Class and College Policies and Other General Issues
Academic Honesty: A Note on Plagiarism
All students are expected to uphold the principles of academic honesty. Academic dishonesty (e.g., cheating, copying, and plagiarism) will not be tolerated. Plagiarism is presenting the ideas and writings of another person as your own. Plagiarism is stealing. The penalty for plagiarism or any other type of cheating will be failure of either the assignment or the class. THIS INCLUDES USE OF ChatGPT.
If this happens to you, you will be placed on academic probation and will lose your financial aid. Repeat offenders may be dismissed from SUNY-Broome with a permanent mark on their academic records, which will make it impossible to transfer to any other college.
Do not underestimate the seriousness of plagiarism. It is one of the worst possible things you can do as a student, and is a total violation of your relationship to your classmates, your professor, and your college.

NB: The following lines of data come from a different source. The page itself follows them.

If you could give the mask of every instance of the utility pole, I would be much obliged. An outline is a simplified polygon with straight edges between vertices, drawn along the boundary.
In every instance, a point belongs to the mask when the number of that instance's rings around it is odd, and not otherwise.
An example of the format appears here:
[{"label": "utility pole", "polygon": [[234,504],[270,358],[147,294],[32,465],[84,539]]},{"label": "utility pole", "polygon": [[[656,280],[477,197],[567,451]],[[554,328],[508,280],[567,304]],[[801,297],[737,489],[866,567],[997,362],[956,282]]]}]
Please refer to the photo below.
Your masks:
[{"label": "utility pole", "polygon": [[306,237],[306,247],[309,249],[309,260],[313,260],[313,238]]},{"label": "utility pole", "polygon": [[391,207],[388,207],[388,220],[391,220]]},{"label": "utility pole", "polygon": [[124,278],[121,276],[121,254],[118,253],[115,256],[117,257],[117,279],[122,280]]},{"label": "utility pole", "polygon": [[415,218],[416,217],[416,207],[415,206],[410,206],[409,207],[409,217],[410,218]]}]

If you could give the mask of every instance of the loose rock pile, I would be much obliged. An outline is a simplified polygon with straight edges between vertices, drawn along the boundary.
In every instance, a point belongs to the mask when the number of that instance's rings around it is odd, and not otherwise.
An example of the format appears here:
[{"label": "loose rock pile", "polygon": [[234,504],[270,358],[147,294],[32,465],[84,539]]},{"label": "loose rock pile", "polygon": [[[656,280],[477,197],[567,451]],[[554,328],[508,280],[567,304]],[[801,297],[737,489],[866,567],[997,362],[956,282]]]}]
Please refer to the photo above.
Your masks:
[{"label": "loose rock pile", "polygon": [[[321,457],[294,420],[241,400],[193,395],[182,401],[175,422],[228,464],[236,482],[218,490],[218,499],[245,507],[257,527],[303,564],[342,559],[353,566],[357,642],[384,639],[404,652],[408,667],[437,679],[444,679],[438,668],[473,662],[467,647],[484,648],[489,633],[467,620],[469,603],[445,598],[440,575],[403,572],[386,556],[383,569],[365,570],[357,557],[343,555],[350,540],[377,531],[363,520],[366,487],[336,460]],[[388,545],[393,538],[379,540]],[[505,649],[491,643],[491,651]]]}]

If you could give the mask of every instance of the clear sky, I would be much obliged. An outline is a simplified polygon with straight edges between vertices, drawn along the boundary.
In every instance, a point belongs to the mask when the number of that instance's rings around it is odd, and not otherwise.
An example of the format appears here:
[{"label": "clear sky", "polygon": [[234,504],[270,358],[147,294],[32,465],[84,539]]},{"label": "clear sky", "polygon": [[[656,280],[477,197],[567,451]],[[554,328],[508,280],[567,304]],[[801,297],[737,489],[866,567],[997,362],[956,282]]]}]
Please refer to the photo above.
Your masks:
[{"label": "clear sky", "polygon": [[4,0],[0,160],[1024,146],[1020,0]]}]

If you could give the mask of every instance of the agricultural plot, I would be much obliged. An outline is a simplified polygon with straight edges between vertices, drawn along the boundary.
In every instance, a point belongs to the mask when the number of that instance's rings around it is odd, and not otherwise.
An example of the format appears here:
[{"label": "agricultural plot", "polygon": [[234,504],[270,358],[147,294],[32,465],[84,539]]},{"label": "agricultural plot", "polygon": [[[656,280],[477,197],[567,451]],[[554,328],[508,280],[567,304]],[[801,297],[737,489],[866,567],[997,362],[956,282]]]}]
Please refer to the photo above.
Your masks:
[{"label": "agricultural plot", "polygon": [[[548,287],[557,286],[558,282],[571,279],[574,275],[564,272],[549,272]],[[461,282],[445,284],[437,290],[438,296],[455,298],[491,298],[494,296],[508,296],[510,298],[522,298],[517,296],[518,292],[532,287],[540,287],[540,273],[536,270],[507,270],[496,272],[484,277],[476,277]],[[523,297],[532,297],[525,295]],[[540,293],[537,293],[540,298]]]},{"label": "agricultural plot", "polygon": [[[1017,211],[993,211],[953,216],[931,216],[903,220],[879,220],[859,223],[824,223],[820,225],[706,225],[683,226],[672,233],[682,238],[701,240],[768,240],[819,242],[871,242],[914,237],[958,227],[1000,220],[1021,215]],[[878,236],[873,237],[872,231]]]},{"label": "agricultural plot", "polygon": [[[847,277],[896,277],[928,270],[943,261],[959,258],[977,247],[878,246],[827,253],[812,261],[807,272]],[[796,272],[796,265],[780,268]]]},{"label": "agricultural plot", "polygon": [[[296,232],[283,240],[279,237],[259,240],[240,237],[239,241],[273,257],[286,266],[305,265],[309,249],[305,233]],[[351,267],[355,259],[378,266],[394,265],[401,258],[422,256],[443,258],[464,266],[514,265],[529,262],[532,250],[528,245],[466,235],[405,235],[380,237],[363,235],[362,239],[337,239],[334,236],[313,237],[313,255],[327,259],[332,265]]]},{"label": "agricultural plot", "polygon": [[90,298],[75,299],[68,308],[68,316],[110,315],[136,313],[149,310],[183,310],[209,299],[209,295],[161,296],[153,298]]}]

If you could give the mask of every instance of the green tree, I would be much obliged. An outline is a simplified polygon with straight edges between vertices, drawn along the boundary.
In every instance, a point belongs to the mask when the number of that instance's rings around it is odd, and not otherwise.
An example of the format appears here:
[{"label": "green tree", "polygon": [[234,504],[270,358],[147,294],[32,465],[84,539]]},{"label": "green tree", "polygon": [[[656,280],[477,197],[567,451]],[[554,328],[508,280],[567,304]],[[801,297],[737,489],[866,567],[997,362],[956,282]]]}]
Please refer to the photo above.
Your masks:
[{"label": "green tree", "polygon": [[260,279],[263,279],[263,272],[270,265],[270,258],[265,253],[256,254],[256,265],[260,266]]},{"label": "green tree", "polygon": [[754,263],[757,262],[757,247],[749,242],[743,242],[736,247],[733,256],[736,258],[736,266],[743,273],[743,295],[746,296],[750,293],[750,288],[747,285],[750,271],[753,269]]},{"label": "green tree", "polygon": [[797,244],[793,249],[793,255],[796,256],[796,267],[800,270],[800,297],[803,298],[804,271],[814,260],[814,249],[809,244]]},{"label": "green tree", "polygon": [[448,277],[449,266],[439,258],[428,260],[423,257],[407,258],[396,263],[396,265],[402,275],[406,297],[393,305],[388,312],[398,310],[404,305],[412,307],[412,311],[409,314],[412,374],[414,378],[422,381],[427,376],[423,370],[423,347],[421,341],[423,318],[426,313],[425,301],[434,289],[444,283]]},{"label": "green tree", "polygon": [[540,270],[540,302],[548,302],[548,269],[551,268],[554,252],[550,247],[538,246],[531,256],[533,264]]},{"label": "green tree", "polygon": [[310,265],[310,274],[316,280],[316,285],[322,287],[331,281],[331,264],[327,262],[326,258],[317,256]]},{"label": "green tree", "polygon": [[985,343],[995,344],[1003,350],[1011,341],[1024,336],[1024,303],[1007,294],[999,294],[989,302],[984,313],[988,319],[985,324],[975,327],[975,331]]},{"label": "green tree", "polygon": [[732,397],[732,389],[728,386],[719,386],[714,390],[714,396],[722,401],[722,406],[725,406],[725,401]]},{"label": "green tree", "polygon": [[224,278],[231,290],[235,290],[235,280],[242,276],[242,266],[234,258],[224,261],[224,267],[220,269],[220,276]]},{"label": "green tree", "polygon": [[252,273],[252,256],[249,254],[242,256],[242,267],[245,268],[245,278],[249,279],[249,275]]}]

In short: your assignments MUST be the product of your own thoughts and efforts. If you ever are in doubt about what might constitute plagiarism, please ask me before taking a risk that could ruin your academic career. For more on SUNY-Broome’s policies on academic honesty, see http://www.sunybroome.edu/c/document_library/get_file?p_l_id=142779&folderId=142906&name=DLFE-762.pdf.
Students With Disabilities
Any student who has a need for accommodations because of the impact of a disability should talk to me privately, and also visit the Disability Services Office in room L-209A on the second floor of the library or call them at 607-778-5150. SUNY-Broome is committed to the success of all students, and I will make every effort to meet your needs.

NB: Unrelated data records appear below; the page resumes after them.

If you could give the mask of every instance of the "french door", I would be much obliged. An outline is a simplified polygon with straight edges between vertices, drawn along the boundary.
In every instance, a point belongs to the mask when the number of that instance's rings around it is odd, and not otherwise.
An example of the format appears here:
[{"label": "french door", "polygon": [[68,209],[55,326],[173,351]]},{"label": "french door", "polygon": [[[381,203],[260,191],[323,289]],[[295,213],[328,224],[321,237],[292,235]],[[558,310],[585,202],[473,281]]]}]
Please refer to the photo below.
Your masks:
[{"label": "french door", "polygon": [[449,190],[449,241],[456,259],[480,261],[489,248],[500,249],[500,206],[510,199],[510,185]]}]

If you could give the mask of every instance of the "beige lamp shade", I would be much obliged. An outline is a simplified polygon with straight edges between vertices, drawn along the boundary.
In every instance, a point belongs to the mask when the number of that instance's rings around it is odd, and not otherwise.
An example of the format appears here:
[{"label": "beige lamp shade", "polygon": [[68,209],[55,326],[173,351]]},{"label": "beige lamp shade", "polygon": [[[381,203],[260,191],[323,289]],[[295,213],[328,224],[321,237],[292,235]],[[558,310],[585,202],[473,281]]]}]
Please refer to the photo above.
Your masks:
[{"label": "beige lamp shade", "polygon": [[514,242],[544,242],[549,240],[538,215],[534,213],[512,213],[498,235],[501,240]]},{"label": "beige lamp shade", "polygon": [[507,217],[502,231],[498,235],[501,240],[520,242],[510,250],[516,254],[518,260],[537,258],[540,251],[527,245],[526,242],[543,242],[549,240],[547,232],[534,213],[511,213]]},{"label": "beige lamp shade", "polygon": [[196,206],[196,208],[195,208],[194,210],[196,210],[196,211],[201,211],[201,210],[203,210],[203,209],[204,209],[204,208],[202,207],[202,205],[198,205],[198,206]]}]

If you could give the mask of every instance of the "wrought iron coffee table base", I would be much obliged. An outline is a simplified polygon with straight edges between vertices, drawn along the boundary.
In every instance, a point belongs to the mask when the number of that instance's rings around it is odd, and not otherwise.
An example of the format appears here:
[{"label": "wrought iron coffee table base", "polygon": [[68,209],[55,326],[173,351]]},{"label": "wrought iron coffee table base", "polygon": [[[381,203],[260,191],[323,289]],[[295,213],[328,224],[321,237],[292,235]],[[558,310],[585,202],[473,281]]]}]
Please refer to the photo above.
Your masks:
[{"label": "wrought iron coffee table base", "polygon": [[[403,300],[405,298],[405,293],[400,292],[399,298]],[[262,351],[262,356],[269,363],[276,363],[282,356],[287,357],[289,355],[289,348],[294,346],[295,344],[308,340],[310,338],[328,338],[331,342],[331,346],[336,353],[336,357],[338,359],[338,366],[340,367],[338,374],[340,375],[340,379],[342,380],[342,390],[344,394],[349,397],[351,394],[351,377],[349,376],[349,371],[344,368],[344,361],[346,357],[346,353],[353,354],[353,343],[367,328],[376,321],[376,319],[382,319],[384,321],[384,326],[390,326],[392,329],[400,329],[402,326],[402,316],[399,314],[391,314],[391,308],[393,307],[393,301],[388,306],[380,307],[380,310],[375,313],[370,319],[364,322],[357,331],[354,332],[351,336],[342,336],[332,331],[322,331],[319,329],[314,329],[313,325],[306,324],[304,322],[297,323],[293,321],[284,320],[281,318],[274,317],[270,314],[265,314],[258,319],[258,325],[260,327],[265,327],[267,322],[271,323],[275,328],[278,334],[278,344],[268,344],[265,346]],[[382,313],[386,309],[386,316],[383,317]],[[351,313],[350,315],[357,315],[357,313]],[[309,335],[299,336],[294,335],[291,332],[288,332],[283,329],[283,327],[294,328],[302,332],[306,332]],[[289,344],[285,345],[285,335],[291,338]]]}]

Other Student Support Services
If you are struggling in this class or any other classes for ANY reason, contact Student Support Services in room L-017 in the library, or call them at 607-778-5150. Student Support Services offers many supports for students struggling for ANY reason. Some students may be eligible for TRiO Student Support Services, a federally funded program designed to support students who are first-generation, low-income, and/or disabled.
If You Have Any Questions or Problems, or If You Are Struggling
Talk to me. I want you to succeed, and I will do what I can to help. If you have any questions, comments, problems, issues, doubts, or suggestions at all, please come see me during office hours, or, if my office hours conflict with your schedule, make an appointment to see me at another time. Your professors make themselves available to assist you in the ways that they can; it is your responsibility to take them up on it by reaching out.
This page constitutes a contract between you and me.
If you have read it and have decided to remain in my class, I will understand your continued presence to mean that you agree to its terms, and that you will abide by them.
Please read this page often, because it contains answers to many commonly-asked questions that will come up during this course.
If you have any questions that are NOT answered here, please don’t hesitate to ask me.